Cherry Potts is a published fiction writer, publisher, event organiser, photographer, cardmaker, NLP master practitioner, life coach and trainer. She is an enthusiastic singer.
Through Arachne Press she publishes fiction and non fiction and runs spoken word events and cross-arts workshops for writers at interesting venues. Always interested in new opportunites to perform, write or explore writing.
Solstice Shorts is coming up, 21st December, 52 authors on 12 sites across the UK at DUSK That’s why I’ve been so busy! That, and launching Spellbinder, the second book in my mum’s trilogy of YA fantasy, The Naming of Brook Storyteller.
If I could travel at the speed of light, I would be reading my flash story Rising Dawn, at Story Fridays ‘Speed of Light’ event in Bath this Friday, 22nd September, but I’m booked on a film course Saturday morning and it’s one thing too many.
Fortunately actor Kirsty Cox is there to read it for me! So if you are in Bath, go along to Burdall’s Yard and listen in for me! Lots of other great stories.
Today is my mum’s birthday. Ghillian Potts is 84. Like me, she has written all her literate life, and still has a notebook full of poems written between the ages of about 7 and 12, (of variable quality!)
To celebrate, my publishing company, Arachne Press, is publishing two of her books today. I crowd funded to the family, and my sisters and Dad all contributed.
I grew up with my mum’s stories, bedtime and bathtime we would congregate to hear the next installment in some long running saga (one of which featured a family of five girls whose names all started with R discovering that their headmistress is a witch, which went on for weeks), or demand yet again an old favourite; Jackanory had nothing on Mum, and the Singing Ringing Tree (remember that?) was a very poor second.
It turned out that the publishing world agreed, and three of Ghil’s stories for primary school aged children were published in the 1990’s, including Sink or Swim which made it onto Jackanory and we were very pleased that they had finally caught up with us! However relatively speaking, these were contemporary, girl/boy in the street, stories (even the one with a witch), which didn’t showcase Ghil’s magnificent flights of fantasy… Her agent ‘knew’ what would sell and just wasn’t interested in her magnificently funny and silly fairy tales for younger children, nor in her fantasy novels for the Young Adult market.
My all time most-often-demanded tale aged 5 or 6 was The Very Cross King, although when I asked Ghil to write it out for me recently, it wasn’t at all how I remembered. Unlike the glorious The Old Woman from Friuli, which was exactly as I remember it, possibly because it was written much later, when Ghil was learning Italian and heard this outrageous claim:
The people of Friuli are the most stubborn in the whole of Italy, and the women are even more stubborn than the men, but the old women… well!
As a 4 star review from The Book Bag says: … a clarion call to our daughters… Three cheers, I say!
Mum denies any intention to instil feminism in the young, saying that she was just having fun letting the Old Woman be as rude as possible, but it’s there nonetheless.
I commissioned Ed Boxall to do the illustrations, having worked with him before, and there would have been more if we could have afforded them.
I don’t have many shared interests with Ghil, we suffer from being very alike in personality but very different in outlook.

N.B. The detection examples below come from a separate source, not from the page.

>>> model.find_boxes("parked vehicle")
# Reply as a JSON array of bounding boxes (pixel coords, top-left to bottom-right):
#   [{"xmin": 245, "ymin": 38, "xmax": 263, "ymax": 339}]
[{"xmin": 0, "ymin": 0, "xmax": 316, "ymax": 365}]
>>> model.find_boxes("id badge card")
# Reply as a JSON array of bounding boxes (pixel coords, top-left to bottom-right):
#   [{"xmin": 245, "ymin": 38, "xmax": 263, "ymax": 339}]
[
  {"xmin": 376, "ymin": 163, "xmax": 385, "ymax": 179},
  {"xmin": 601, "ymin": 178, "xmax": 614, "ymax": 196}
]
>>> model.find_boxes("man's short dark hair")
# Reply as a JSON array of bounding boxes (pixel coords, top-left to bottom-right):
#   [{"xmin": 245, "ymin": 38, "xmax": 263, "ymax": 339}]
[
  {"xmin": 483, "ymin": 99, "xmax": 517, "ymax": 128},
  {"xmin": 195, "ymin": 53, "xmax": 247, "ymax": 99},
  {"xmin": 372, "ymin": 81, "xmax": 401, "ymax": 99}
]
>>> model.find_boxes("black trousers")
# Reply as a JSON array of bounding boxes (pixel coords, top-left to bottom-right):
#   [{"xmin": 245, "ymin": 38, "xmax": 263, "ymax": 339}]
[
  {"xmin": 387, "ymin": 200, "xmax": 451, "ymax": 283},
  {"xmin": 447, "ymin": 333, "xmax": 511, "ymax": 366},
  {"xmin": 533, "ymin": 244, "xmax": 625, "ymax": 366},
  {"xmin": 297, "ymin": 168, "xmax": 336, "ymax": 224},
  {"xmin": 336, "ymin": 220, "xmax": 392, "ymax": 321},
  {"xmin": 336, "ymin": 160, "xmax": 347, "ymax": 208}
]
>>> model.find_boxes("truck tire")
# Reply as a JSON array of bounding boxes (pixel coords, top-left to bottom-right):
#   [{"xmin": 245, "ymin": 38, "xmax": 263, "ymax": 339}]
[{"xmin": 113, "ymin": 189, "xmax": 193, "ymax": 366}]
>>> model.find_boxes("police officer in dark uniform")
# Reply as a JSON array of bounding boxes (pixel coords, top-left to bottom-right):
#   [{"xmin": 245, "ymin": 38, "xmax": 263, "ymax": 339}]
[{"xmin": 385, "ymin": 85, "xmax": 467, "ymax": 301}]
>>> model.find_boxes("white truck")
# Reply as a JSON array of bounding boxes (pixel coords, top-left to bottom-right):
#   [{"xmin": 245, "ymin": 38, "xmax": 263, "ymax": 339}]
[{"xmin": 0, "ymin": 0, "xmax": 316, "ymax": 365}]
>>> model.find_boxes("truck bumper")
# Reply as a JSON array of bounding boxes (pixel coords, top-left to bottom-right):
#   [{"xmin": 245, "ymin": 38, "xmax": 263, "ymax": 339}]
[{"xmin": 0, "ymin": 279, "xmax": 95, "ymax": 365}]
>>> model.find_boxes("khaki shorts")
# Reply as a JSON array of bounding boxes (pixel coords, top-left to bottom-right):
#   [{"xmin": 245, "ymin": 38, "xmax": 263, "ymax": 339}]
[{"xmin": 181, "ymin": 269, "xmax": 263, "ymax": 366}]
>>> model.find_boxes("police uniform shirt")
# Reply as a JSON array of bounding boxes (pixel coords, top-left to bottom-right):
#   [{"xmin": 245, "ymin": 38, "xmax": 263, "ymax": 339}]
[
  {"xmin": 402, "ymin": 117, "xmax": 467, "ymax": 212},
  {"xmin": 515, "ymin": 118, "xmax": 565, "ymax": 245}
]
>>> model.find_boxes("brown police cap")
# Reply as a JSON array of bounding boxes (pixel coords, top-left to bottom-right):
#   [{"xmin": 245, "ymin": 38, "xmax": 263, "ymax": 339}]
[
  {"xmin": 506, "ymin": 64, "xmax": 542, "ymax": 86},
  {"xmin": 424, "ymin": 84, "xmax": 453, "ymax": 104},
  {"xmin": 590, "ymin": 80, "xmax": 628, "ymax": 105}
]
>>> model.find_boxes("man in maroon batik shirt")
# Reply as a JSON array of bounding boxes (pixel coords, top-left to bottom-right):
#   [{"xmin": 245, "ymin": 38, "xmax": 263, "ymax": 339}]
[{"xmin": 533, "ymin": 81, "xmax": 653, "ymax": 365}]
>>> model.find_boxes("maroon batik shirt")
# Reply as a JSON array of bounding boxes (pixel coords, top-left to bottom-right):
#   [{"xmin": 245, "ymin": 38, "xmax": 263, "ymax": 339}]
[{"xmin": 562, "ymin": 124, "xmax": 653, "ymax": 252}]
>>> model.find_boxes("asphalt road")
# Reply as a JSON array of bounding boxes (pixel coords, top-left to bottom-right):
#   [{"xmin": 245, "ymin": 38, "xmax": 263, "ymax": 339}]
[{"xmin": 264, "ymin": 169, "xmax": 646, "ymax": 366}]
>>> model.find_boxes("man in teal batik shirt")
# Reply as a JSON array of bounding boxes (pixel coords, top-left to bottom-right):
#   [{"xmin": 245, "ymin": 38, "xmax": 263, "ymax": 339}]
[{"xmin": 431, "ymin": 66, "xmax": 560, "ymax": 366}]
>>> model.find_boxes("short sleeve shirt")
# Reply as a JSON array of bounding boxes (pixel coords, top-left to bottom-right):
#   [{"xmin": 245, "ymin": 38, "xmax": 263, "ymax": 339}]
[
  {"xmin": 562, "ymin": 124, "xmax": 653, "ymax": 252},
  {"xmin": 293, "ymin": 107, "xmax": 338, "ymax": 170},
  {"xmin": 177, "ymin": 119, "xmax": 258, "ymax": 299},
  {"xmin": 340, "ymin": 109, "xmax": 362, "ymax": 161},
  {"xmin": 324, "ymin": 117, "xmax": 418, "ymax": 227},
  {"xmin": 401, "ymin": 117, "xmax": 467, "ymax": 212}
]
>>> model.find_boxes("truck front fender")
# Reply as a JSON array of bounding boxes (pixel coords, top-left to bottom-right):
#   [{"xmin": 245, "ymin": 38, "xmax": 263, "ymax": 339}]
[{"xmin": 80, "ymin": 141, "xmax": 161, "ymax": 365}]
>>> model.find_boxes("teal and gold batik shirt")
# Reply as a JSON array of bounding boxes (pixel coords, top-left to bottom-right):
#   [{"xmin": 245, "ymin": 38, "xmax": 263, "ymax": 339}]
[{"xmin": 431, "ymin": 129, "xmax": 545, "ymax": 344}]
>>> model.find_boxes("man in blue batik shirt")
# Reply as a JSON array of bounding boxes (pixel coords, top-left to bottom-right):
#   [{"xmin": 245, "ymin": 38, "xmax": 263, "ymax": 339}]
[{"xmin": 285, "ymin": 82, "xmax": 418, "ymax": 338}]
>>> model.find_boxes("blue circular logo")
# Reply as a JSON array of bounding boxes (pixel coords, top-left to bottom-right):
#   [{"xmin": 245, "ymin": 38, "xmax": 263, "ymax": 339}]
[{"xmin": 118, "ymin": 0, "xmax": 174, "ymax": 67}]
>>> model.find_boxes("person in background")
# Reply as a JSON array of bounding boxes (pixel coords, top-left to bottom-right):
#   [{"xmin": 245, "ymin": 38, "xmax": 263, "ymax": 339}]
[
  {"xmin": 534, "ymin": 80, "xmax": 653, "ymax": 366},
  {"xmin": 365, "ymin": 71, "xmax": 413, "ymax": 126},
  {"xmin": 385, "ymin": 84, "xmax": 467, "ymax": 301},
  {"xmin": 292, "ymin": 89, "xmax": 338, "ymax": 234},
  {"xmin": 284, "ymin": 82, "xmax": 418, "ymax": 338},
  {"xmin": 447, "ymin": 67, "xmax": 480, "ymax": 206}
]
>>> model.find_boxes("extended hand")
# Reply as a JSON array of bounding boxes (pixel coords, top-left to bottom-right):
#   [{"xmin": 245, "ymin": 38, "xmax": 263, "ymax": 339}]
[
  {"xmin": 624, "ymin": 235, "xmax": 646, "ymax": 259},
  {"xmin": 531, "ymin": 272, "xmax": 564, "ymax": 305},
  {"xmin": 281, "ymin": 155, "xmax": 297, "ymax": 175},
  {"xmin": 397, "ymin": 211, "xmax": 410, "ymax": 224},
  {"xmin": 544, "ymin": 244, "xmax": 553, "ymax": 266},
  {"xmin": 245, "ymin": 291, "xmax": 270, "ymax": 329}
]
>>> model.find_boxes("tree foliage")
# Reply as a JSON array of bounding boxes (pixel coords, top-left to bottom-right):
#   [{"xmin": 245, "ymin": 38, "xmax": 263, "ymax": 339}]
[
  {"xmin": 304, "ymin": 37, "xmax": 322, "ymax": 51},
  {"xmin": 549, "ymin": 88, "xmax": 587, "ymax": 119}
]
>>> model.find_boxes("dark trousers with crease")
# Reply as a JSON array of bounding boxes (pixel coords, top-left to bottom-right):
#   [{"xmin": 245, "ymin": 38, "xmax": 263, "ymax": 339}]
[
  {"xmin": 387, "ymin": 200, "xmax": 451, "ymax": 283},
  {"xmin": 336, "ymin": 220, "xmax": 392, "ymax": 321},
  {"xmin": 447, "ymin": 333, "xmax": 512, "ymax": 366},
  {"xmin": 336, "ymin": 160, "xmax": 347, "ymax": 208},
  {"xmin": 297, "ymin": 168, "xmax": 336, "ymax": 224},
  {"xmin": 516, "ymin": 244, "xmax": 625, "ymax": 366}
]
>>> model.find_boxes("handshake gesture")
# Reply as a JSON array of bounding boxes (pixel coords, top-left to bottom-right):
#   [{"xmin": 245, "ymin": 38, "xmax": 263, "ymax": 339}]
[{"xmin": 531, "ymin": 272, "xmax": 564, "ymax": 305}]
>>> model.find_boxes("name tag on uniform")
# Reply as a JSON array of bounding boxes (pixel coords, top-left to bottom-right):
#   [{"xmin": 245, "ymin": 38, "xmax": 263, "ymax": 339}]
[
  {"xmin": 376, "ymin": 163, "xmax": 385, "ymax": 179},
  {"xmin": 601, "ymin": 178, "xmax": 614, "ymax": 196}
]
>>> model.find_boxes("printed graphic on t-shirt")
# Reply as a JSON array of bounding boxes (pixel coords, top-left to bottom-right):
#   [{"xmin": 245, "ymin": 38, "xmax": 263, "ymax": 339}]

Writing is our meeting place and touchstone.
Years ago I wrote an extended critique of the three books that make up The Naming of Brook Storyteller for Ghil, probably just before she offered them to the agent, I can’t recall now. And Mum did likewise for me on my novel The Dowry Blade. If there is one person it is difficult to take literary criticism from, it is your mum! Don’t try this at home! I’m sure she found my comments equally difficult, but we were both right. However, it meant that I know these books pretty well, and love them, although they have inevitable evolved over the interim, in fact I realised that some of the cultural peculiarities I had included in a early attempt at a fantasy novel (never to be published!) were swiped from Mum.
The decision to publish now was almost spur of the moment, but once made it felt absolutely right. Ghil’s writing inspired me to write, and these are fantastic stories that deserve a wider audience that they have had so far. Neither of us is getting any younger, and I want Mum to see these books published while she can still enjoy the process.
The trilogy tells the story of Brook Storyteller, orphaned and alone, befriended by outlaws and rulers; trained to remember, exactly, what happens, and sworn to always tell the truth, in a way that the listener will understand, and with the power to raise or destroy people by the names she gives them. Her own name is precious, and changes over the course of the three novels through the success and failure of her own actions.
This is absolutely a series based on the importance of acting and speaking truthfully and the consequences for those who don’t.
So when I sat Mum down and suggested I might publish some of her work, the choice was pretty much already made as to which books to start with, although I did look at one of her other Young Adult books that I remember her writing when I was about the age to be her target market, but these are the stories I grew up loving.
The second in the trilogy, Spellbinder, will be published in December, and the final one, Wolftalker, in June next year.